Provocação (por vocação)

Everything But the Girl, “Noting Left To Lose”, in https://www.youtube.com/watch?v=M6QKZJeK-5w

No ante pé da dilação, uma marca de água como se fosse o timbre da pele: o princípio geral da provocação.

Dá-se asas à perplexidade quando é evocada a diplomacia metódica. Não se diga que a beligerância é preferível. Quem inventou os arsenais é o pior verdugo da espécie. Quem os continua a utilizar devia ser condenado a trabalhos forçados, despojado de identidade. A diplomacia metódica é o pretexto para não sermos interpelantes: devemos anuir nos postulados apresentados em favor da normalidade; se formos agentes incomodativos, nas constantes interrogações que desafiam os categóricos imperativos, teremos os agentes dos costumes à perna, a um passo curto de sermos atirados para o exílio. 

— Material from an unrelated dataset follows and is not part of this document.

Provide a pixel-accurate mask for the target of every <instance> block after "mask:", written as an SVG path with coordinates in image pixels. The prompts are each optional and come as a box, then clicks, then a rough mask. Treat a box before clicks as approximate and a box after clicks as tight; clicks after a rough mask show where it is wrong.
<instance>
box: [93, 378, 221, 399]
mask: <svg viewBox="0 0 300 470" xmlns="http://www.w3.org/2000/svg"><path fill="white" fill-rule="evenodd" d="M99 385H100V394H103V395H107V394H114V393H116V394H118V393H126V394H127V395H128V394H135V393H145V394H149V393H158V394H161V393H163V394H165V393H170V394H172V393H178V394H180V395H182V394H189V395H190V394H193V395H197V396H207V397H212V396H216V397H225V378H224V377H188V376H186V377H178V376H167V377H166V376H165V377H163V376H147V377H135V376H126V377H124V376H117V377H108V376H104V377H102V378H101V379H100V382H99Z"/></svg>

Por isso, provocação. Por vocação. Não como ato de crueldade. Não para desqualificar os que forem apanhados no meio do fogo cruzado de provocações. Até porque os agentes de provocação devem estar preparados para serem vítimas da provocação dos outros. Para dar corda a um labirinto de provocações, para gáudio das sinapses que se exercitam na melhor das ginásticas, a ginástica intelectual. 

Ser agente provocador não é amesquinhar os que são provocados. Não é um insulto. Não é escarnecê-los gratuitamente. É convidá-los a recusarem o arnês que aquiesce conforto em troca de obediência. Em troca de um lugar sossegado que não desafia tabus e convenções, que aceita a monotonia dos diálogos de surdos, que aposta no desfile de salamaleques e no hipócrita elogio do outro (quando, em privado, do outro se dizem as coisas piores). O agente provocador desmente o lugar consagrado à hipocrisia. Recusa o império de um pensamento dominante, temendo que seja transfigurado em pensamento único. O melhor critério para ditar a prescrição desses pensamentos deformadores é somar provocações – até, se preciso for, verter provocações em cima do próprio agente provocador, que se desafia a não aceitar a autocomplacência que o isentaria de ser sujeito a provocações.

É uma vocação que não aceita credenciais. Não é preciso tirar cursos para ser provocador. A vocação, como as outras vocações, sabe-se inata, fermentando por dentro das veias. Os que se entediam com a normalidade flagrante, encontram em si os rudimentos desta vocação. Para serem titulares da provocação, por vocação.